This feels like the modern version of 'Sent from my iPhone' but much more invasive. Git commits are legal and technical records. Falsifying who authored a piece of code just to pump up AI usage stats is a huge breach of trust and it is disappointing to see Microsoft prioritize branding over the integrity of the developer's log. I expect my IDE to record what happened, not what the marketing department wants people to think happened.....
And also those early Spotify days where Spotify would automatically post what you’re listening to to your Facebook wall.
I’ve always seen that practice of using the user as your recommendation lever without their consent as unethical.
That makes the bite less damaging - if everyone hax "Co-authored-by AI" in their commits less shame for it, just a normal fact of life now, not a sign of low quality.
I think it's kinda cute that you don't see it as an attempt to steal code by claiming they "co-authored" it. How long before they claim they can use any code co-authored by Copilot in training? How long before you see your own code, "co-authored by Copilot" as an output in a commercial product that YOU aren't making a profit from? Just a thought :)

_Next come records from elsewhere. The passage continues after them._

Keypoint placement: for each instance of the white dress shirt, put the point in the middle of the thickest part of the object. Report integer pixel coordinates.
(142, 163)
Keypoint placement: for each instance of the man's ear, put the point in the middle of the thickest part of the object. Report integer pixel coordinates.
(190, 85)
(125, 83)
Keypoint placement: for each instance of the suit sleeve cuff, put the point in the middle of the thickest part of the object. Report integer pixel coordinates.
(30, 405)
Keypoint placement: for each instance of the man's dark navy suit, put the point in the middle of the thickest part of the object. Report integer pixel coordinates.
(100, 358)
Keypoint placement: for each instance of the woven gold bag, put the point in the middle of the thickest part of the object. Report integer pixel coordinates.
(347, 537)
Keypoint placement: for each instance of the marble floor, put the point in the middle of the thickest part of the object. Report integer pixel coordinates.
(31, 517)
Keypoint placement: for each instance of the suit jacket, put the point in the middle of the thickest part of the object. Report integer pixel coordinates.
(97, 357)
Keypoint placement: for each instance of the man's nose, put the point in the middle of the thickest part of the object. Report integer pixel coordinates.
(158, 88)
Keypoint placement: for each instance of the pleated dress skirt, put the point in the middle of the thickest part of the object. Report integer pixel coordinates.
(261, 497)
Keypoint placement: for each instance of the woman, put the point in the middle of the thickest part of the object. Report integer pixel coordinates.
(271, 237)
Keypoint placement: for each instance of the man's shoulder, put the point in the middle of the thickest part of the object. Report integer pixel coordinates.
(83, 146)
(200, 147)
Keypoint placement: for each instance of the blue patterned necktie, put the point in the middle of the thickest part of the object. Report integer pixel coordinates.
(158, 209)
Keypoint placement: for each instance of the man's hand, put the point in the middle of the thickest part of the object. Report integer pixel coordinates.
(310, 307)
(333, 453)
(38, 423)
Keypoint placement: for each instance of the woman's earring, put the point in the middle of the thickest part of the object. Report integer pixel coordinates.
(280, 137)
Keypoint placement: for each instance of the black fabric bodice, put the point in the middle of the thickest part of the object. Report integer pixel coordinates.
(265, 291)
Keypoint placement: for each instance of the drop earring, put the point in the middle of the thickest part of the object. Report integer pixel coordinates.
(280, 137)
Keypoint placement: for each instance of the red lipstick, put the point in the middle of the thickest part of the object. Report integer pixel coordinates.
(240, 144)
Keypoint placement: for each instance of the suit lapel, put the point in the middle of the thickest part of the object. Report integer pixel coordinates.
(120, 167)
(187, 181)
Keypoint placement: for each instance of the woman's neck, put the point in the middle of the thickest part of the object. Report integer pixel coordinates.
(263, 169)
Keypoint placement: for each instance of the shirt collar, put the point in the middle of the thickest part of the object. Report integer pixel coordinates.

I've never heard of git commits being used in a legal case, do you have any examples?
Good point. That fake commit addendum means that the entire commit contents would not be under copyright protection. AI generated code is not currently copyrightable.
One could argue that Co-Authored by Copilot means 'not under copyright'
Absolutely, messing with commits is more invasive than messages. It gets worse:
"Sent from my iPhone" appears in the authoring view, and you can delete it.
Co-authored-by: NEVER appears in the commit message UI - it is added without the user even seeing it.